A study by Karstens et al. (2019) used serial dilutions of a mock community to investigate how biomass concentration and contamination are related. Their experiment found that contamination increased with decreasing starting biomass concentration, or that increasing dilution increased contamination. This is not in agreement to what we observe here; we see no relationship with smaller volumes of water filtered and contamination. Increasing sample volume, which should theoretically be tied to increasing biomass volume, is not related to decreasing contamination or higher-quality samples. However, the samples with Cp values greater than 30.5 do have a greater percentage of their OTUs comprised of contaminant OTUs than those above this detection limit, but the inverse is generally true for contaminant sequences per sample. It appears that natural systems are harder to decipher than mock community dilutions like those presented in Karstens et al. (2019), and that it is not appropriate to assume that collecting a greater volume of sample will result in greater amounts of biomass and thus, fewer impacts from contamination.

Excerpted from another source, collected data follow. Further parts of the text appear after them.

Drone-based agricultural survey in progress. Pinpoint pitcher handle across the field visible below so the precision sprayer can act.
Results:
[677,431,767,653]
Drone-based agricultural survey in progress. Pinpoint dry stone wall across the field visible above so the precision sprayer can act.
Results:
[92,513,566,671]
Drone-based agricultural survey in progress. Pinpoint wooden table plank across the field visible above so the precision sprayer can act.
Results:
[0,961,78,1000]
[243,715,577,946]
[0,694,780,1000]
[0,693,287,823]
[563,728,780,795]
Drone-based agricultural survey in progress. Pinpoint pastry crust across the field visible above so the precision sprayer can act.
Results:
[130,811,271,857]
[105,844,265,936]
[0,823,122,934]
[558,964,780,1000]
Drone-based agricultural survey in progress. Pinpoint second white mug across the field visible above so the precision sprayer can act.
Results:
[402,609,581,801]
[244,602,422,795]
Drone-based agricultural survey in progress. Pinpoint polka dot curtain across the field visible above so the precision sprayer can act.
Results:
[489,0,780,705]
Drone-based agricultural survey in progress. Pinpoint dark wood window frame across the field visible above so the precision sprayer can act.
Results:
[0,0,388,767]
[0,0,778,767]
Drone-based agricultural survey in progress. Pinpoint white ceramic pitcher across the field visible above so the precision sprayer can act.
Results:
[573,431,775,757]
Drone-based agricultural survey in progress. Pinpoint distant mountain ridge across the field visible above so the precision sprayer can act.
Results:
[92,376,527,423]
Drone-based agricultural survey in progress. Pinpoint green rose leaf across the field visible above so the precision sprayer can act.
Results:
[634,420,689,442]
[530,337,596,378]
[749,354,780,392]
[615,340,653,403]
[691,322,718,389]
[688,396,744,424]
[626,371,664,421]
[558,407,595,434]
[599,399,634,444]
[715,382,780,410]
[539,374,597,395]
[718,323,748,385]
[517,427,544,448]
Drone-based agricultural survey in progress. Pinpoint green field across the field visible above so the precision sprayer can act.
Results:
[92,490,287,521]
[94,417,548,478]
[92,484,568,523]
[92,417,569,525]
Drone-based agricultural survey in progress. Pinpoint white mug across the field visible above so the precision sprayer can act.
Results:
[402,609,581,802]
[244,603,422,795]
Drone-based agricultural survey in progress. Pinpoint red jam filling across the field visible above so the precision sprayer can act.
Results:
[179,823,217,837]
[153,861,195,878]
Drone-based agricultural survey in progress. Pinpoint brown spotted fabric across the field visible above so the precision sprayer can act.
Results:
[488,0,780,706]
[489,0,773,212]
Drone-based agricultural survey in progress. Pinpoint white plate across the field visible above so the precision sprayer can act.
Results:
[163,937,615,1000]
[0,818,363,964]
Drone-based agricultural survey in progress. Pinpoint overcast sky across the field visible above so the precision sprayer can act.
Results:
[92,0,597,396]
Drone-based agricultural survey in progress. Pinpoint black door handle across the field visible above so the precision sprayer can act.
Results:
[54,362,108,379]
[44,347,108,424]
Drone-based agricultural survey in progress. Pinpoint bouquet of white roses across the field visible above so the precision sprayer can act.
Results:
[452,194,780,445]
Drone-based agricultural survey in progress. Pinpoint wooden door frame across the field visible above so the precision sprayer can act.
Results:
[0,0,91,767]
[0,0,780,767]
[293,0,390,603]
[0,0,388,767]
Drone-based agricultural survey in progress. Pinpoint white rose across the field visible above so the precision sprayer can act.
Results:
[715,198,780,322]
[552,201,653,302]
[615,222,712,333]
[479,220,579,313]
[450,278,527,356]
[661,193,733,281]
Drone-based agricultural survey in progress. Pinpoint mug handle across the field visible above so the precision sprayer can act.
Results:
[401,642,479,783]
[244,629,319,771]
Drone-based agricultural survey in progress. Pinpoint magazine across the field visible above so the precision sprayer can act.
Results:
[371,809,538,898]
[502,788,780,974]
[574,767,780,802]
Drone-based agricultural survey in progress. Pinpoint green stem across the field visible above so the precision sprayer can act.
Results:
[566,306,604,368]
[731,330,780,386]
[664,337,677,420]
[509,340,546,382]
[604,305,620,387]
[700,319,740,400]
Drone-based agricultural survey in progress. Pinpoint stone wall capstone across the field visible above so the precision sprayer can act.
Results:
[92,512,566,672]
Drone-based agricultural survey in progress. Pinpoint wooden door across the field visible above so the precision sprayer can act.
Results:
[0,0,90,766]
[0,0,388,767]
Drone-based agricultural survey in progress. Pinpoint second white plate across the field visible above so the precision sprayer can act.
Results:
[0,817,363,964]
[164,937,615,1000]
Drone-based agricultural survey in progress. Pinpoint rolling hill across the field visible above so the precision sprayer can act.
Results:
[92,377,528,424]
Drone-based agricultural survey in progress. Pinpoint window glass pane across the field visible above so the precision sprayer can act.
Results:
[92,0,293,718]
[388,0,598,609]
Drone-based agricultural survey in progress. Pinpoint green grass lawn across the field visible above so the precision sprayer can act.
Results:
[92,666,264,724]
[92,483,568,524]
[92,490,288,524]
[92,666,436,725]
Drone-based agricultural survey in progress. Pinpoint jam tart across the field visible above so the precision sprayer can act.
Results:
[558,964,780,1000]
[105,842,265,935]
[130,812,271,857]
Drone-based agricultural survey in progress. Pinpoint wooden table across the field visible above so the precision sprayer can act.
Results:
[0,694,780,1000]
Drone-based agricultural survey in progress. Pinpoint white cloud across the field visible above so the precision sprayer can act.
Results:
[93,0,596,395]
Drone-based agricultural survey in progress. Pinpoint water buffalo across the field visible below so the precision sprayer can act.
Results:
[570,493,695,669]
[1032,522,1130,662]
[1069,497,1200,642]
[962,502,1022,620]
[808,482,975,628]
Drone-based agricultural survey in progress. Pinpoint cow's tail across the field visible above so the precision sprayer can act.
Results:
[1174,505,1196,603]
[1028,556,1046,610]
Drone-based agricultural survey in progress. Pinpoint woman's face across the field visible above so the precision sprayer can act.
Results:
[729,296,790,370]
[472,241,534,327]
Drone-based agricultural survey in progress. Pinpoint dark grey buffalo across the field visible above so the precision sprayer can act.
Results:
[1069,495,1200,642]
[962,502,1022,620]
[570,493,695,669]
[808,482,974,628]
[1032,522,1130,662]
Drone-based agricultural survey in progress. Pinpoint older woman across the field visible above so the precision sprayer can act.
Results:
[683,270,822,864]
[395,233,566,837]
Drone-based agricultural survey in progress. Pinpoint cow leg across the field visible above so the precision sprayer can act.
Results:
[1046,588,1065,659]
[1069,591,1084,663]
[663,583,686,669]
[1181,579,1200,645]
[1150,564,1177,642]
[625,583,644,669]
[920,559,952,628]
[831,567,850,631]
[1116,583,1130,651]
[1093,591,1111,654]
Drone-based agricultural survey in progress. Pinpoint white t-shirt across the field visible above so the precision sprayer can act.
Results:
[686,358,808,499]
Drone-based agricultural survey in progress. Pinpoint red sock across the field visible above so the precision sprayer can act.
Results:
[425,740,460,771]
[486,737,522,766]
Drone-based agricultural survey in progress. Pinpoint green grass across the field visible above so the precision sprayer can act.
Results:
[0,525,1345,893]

When a Bray-Curtis distance matrix of the blank-removed dataset was visualized via an NMDS, significant clustering is observed (Figure 6). The two different detection limit scenarios are illustrated, with the laboratory’s library amplification threshold plotted in Figure 6A and the blank-defined threshold (Cp = 30.5) used as the detection limit in Figure 6B. An adonis2 test produced a significant p value (p = 0.001) for both detection limit even though visually, it appears that the blank-defined threshold more successfully captures the samples with extreme microbial community composition similarity (as many samples plot on top of each other). The samples that cluster near the origin of the plot all have very similar microbial community compositions, which is expected for samples representing the composition of the single well sampled for this study. In Figure 6A, there is no clear clustering of samples based on detection limit even though the two groups cluster significantly according to an adonis2 test. Although the two groups in Figure 6A (above and below the detection limit) are significantly different, the similarity of the samples above the detection limit is greater in Figure 6B, or when Cp = 30.5 is used as the detection limit.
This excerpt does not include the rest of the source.